Representation and identity

(Note: not to be confused with Inheritance and Representation.)

I get a fair number of questions about the C# cast operator. The most frequent question I get is:

short sss = 123;
object ooo = sss;            // Box the short.
int iii = (int) sss;         // Perfectly legal.
int jjj = (int) (short) ooo; // Perfectly legal
int kkk = (int) ooo;         // Invalid cast exception?! Why?

Why? Because a boxed T can only be unboxed to T.1 Once it is unboxed, it’s just a value that can be cast as usual, so the double cast works just fine.

Many people find this restriction grating; they expect to be able to cast a boxed thing to anything that the unboxed thing could have been cast to. There are ways to do that, as we’ll see, but there are good reasons why the cast operator does what it does.

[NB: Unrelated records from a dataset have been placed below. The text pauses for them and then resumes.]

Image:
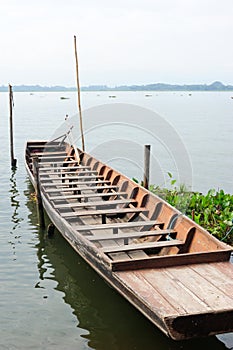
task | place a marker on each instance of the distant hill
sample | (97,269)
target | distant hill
(216,86)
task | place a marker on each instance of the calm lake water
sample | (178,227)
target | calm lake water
(49,297)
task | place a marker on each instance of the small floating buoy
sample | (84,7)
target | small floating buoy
(50,230)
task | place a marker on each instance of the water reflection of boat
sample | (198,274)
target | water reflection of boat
(171,269)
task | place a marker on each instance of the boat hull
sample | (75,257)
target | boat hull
(184,299)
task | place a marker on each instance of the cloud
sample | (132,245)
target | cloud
(128,41)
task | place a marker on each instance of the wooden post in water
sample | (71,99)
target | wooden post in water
(79,98)
(40,208)
(11,103)
(146,166)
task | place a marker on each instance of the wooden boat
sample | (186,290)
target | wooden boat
(171,269)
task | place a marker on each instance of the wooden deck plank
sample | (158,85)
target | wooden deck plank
(214,272)
(64,176)
(142,246)
(155,262)
(103,212)
(41,165)
(71,189)
(155,302)
(63,153)
(53,184)
(88,195)
(101,203)
(63,167)
(202,288)
(72,172)
(44,157)
(170,287)
(134,234)
(118,225)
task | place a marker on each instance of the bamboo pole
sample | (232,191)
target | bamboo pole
(146,166)
(40,209)
(79,98)
(13,160)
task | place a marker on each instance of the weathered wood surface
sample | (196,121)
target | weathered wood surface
(186,293)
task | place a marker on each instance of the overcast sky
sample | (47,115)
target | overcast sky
(119,42)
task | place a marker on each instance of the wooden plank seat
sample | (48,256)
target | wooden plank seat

To understand why this design works this way it’s necessary to first wrap your head around the contradiction that is the cast operator. There are two2 basic usages of the cast operator in C#:

  • My code has an expression of type B, but I happen to have more information than the compiler does. I claim to know for certain that at runtime, this object of type B will actually always be of derived type D. I will inform the compiler of this claim by inserting a cast to D on the expression. Since the compiler probably cannot verify my claim, the compiler might ensure its veracity by inserting a run-time check at the point where I make the claim. If my claim turns out to be inaccurate, the CLR will throw an exception.
  • I have an expression of some type T which I know for certain is not of type U. However, I have a well-known way of associating some or all values of T with an “equivalent” value of U. I will instruct the compiler to generate code that implements this operation by inserting a cast to U. (And if at runtime there turns out to be no equivalent value of U for the particular T I’ve got, again we throw an exception.)

The attentive reader will have noticed that these are opposites. A neat trick, to have an operator which means two contradictory things, don’t you think?

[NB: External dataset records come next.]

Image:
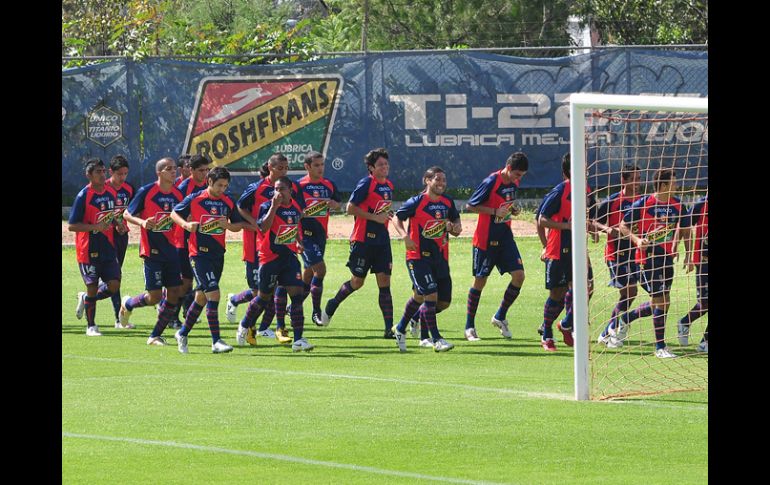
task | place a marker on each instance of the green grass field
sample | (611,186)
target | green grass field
(355,410)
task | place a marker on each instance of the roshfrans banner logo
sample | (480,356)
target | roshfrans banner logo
(239,121)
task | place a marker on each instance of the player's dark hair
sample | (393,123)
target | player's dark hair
(218,173)
(628,171)
(285,180)
(92,163)
(430,173)
(117,162)
(663,176)
(310,156)
(183,161)
(518,161)
(273,160)
(371,158)
(197,161)
(565,164)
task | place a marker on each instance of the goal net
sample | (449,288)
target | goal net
(643,331)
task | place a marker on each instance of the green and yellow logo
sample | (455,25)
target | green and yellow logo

This dichotomy motivates yet another classification scheme for conversions.3 We can divide conversions intorepresentation-preserving conversions (B to D) and representation-changing conversions (T to U).4 We can think of representation-preserving conversions on reference types as those conversions which preserve the identity of the object. When you cast a B to a D, you’re not doing anything to the existing object; you’re merely verifying that it is actually the type you say it is, and moving on. The identity of the object and the bits which represent the reference stay the same. But when you cast an int to a double, the resulting bits are very different.

All the built-in reference conversions are identity-preserving.5 Obviously trivial “conversions” such as converting from int to int are also representation-preserving conversions. All user-defined conversions6 and non-trivial value type conversions (such as converting from int to double) are representation-changing conversions. Boxing and unboxing conversions are all representation-changing conversions.

The representation-preserving conversions that are known to never fail often result in no codegen at all.7 If a representation-preserving conversion could fail then a castclass instruction is emitted, which does a runtime check and throws if the check fails.

But each representation-changing conversion is handled in its own special way. User-defined conversions are resolved using a special version of the overload resolution algorithm, and generated as a call to the appropriate static method. Boxing and unboxing conversions are generated as box and unbox instructions. All the other built-in conversions (int to double, and so on) are generated as custom sequences of instructions that do the right conversion.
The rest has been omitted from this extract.